Pour diriger la vie publique de l’humanité entière vers le but de l’amour divin et pour déterminer l’opinion publique dans le sens de la vérité divine, il faut qu’il y ait dans l’Église un gouvernement universel divinement autorisé. Ce gouvernement doit être défini et manifeste pour que tout le monde puisse le connaître et il doit être permanent pour que l’on puisse toujours y faire appel ; il doit être divin dans sa substance pour s’imposer définitivement à la conscience religieuse de tout homme bien informé et bien intentionné, et il doit être humain et imparfait dans sa manifestation historique pour rendre la résistance morale possible, pour laisser une place aux doutes, à la lutte, aux tentations, à tout ce qui constitue le mérite de la vertu libre et vraiment humaine.

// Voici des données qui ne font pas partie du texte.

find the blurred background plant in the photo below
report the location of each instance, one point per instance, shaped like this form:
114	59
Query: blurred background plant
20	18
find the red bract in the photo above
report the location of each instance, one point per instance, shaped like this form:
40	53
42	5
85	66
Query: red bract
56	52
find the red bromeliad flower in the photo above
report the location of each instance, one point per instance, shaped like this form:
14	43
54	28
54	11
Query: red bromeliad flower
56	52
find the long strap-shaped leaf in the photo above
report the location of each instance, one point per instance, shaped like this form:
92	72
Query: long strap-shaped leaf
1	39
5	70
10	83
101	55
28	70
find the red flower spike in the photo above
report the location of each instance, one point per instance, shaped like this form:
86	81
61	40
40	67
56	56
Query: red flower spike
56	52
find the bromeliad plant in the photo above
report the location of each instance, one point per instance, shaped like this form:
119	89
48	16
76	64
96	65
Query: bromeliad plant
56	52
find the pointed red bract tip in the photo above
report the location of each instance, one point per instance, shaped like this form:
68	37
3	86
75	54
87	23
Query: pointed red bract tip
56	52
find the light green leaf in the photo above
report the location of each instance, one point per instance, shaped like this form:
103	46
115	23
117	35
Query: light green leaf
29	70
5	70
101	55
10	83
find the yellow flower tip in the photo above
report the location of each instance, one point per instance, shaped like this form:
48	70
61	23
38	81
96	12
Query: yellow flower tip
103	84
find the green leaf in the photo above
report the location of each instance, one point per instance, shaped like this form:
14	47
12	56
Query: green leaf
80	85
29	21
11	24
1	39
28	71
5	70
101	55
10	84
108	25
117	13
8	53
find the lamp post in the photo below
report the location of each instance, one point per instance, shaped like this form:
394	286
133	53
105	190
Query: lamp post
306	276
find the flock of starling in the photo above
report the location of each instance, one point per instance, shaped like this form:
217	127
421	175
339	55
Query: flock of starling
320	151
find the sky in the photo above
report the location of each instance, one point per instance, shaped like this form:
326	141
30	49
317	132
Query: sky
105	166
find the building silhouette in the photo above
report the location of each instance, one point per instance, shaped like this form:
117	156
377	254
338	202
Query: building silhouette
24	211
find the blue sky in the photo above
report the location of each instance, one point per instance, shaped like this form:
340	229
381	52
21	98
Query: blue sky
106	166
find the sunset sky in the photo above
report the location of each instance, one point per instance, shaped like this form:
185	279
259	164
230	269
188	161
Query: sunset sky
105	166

Pour former la première base de réunion entre la conscience sociale de l’humanité et le gouvernement providentiel de Dieu, pour participer à la Majesté divine et être en même temps adapté à l’actualité humaine, le pouvoir suprême de l’Église, tout en donnant place aux différentes formes gouvernementales variant selon les temps et les lieux, doit toujours, comme centre d’unité, garder son caractère purement monarchique. Si l’Église Universelle avait un gouvernement exclusivement collectif, si son pouvoir suprême n’était représenté que par un concile, l’unité de son action humaine (la rattachant à l’unité absolue de la vérité divine) ne pourrait avoir que deux bases : ou l’accord unanime et parfait de tous ses membres, ou bien la majorité des voix, comme dans les assemblées laïques. Cette dernière supposition est incompatible avec la majesté de Dieu qui serait obligé d’accommoder chaque fois sa volonté et sa vérité aux groupements fortuits des opinions et au jeu des passions humaines. Quant à l’unanimité et à la concorde complète et permanente, — un tel état de la conscience sociale pourrait sans doute, par son excellence morale intrinsèque, correspondre à la perfection divine et manifester infailliblement l’action de Dieu dans l’humanité. Mais si le principe politique de la majorité des voix est au-dessous de la dignité divine, le principe idéal de l’unanimité immédiate, spontanée et constante est malheureusement trop au-dessus de la condition humaine actuelle. Cette unité parfaite que Jésus-Christ, dans sa prière pontificale, nous a présentée comme le but définitif de son œuvre ne peut pas être supposée comme la base réelle et manifeste de cette œuvre. Le moyen le plus sûr de ne jamais atteindre la perfection désirée, c’est de s’imaginer qu’elle est déjà atteinte. L’unanimité et la solidarité consciente, l’amour fraternel et la concorde libre, c’est l’idéal de l’Église — idéal accepté de tout le monde.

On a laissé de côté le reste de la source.